A major concern of the panelists, and many others, is that a significant motivation for MAID is inadequate palliative care.
Effective palliative care is expensive, and MAID is the much less expensive alternative. There is truth to this point, but the fact is that our society cannot afford, or is unwilling to spend, the resources that an adequate palliative care system requires, among all the other demands for expensive health care.
Even if we spent the necessary resources, the ability of existing palliative technologies to relieve extreme suffering in all patients is limited. Certainly, if we had an ideal palliative care system, the need to resort to MAID would be lessened. But we do not, and will not, have that ideal system.
MAID will remain the only avenue for many people to relieve intolerable suffering. It is neither empathetic nor helpful simply to say to them, “Too bad we do not have better palliative care for you.”
The panelists raised another important concern—whether MAID devalues the life and dignity of persons with disabilities and other marginalized people. It is vital that the implementation of MAID include safeguards against such impact. But the focus on MAID tends to obscure a deeper aspect of this question.
In our society, matters of life and death have long become technologized. Medical technologies are utilized daily by many of us, especially us older folk, to stave off what in pre-technological society would be a “natural death.” With or without MAID, the time and conditions of our death are increasingly determined by someone’s decision to implement or discontinue a life-saving technology.
In matters of death and dying we have been “playing God” for a long time.
Nearly all the questions about the just and fair use of MAID apply to the allocation of always-scarce and expensive technologies. A central issue in biomedical ethics is that marginalized people in our society are systematically given less access to life-saving and life-enhancing (including palliative) medical resources. Who is more likely to get the available kidney, heart or liver—the young, vital, clean-living professional, or the cognitively challenged, homeless, poor person? Who will most likely die early as a result?

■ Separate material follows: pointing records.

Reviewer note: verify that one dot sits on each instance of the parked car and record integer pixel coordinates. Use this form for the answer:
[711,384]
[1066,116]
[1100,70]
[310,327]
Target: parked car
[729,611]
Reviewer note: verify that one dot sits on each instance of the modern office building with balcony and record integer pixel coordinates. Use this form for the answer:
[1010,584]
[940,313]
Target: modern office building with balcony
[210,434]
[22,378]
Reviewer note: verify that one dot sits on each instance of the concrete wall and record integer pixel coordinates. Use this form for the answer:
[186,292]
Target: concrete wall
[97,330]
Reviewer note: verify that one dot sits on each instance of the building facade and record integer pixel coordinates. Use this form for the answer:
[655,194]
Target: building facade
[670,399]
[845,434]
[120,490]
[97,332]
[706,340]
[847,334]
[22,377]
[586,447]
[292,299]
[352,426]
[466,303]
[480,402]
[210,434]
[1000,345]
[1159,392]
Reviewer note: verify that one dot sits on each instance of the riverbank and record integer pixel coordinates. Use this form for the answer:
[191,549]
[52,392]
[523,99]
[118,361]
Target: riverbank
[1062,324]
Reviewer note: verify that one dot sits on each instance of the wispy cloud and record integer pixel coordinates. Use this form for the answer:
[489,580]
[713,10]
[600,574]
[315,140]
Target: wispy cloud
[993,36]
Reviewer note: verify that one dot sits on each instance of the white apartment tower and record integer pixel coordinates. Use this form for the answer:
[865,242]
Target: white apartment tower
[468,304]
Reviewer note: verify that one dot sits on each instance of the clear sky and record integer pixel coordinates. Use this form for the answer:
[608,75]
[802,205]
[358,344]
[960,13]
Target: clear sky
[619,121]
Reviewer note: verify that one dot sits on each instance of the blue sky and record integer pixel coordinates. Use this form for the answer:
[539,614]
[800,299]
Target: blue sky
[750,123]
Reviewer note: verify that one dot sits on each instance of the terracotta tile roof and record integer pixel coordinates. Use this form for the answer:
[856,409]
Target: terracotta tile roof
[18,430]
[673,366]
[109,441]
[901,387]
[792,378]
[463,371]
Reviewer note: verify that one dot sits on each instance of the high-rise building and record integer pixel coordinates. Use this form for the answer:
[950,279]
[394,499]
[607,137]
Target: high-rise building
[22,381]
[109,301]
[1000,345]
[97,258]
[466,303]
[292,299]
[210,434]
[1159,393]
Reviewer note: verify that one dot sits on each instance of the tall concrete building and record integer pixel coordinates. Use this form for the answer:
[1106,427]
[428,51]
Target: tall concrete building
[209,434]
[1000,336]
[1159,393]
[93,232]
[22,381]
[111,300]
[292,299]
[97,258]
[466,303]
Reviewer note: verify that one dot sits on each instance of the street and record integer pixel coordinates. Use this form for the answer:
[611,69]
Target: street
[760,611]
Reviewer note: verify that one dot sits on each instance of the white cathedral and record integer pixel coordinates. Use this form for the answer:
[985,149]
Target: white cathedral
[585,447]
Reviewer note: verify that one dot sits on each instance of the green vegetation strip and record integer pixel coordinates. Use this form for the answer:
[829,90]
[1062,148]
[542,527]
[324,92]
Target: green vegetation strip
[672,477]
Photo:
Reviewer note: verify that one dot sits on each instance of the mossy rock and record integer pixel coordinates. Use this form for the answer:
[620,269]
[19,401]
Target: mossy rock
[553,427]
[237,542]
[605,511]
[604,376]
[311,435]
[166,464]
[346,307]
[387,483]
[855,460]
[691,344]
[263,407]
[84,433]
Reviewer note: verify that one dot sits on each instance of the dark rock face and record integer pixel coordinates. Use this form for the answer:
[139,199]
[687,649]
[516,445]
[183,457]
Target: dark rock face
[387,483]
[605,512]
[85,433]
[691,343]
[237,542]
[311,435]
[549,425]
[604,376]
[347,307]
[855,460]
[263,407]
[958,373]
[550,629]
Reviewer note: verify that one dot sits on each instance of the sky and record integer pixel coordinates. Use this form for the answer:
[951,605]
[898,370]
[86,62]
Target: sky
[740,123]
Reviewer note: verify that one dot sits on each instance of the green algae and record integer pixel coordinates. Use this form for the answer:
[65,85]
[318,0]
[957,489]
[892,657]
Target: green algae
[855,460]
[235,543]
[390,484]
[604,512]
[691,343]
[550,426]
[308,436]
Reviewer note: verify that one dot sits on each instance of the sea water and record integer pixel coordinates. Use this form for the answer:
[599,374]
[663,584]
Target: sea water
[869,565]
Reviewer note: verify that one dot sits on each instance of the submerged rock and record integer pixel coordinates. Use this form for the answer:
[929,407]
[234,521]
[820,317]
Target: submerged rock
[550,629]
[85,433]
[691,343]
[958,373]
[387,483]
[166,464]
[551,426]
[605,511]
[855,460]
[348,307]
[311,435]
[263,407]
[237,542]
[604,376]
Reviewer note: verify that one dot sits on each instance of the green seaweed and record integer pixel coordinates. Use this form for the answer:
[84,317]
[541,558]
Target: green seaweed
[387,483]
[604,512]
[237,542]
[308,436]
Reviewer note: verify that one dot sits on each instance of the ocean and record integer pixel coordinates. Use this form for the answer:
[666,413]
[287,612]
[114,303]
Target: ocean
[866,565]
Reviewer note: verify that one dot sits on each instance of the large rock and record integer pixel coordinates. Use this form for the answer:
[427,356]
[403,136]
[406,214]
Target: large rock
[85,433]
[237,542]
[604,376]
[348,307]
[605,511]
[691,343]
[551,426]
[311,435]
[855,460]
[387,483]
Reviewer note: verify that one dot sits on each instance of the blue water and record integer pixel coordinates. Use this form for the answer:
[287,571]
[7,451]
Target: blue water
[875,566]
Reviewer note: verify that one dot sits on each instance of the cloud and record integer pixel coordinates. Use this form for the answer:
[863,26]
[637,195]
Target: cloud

—Conrad G. Brunk, Waterloo, Ontario
Online comments
A reminder from Mr. Zimmerman
The article “Memory carrier” (October 20) brought tears to my eyes. It is impossible to understand all the motivations which cause folks to enlist in a war, and I am reminded of the lyrics of Bob Dylan in “The Times They Are A-Changin’,” where he admonishes listeners: “Don’t criticize what you can’t understand.”
As I age, I find I need to regularly remind myself of that truth. I can’t possibly know or understand all the nuances that inform someone else’s decision, especially one as deeply consequential as going off to war.
—Paul Thiessen, Vancouver
Careful, beautiful words
Thank you, Randy (“To remember is to work for peace,” October 20), for putting words together in a careful and beautiful way. You express my heart and sentiments very well. The bombing of an ancient church in Gaza, where hundreds of people were seeking shelter, ought to be enough to convince everyone that holy war is always wrong. Yes, let’s speak and act following the way of Jesus, prince of peace.
—Jonathan Bornman
New application
Great insight (“To remember is to work for peace,” October 20). My wife and I grew up with the story of Zacchaeus and this is a new application for us.
—Gary Nesbit
Open to different narratives
I agree entirely with the author (“White Christian nationalism,” October 20). I came to the Anabaptist faith later in life, in my 20s, and what compelled me was how we embody and nurture Jesus’s way of welcoming and loving everyone—not just certain types of people that fit our narrative. How can you be a Christian and go against Jesus’s desire and hope for us? I hope this article will be read and shared numerous times. Thank you!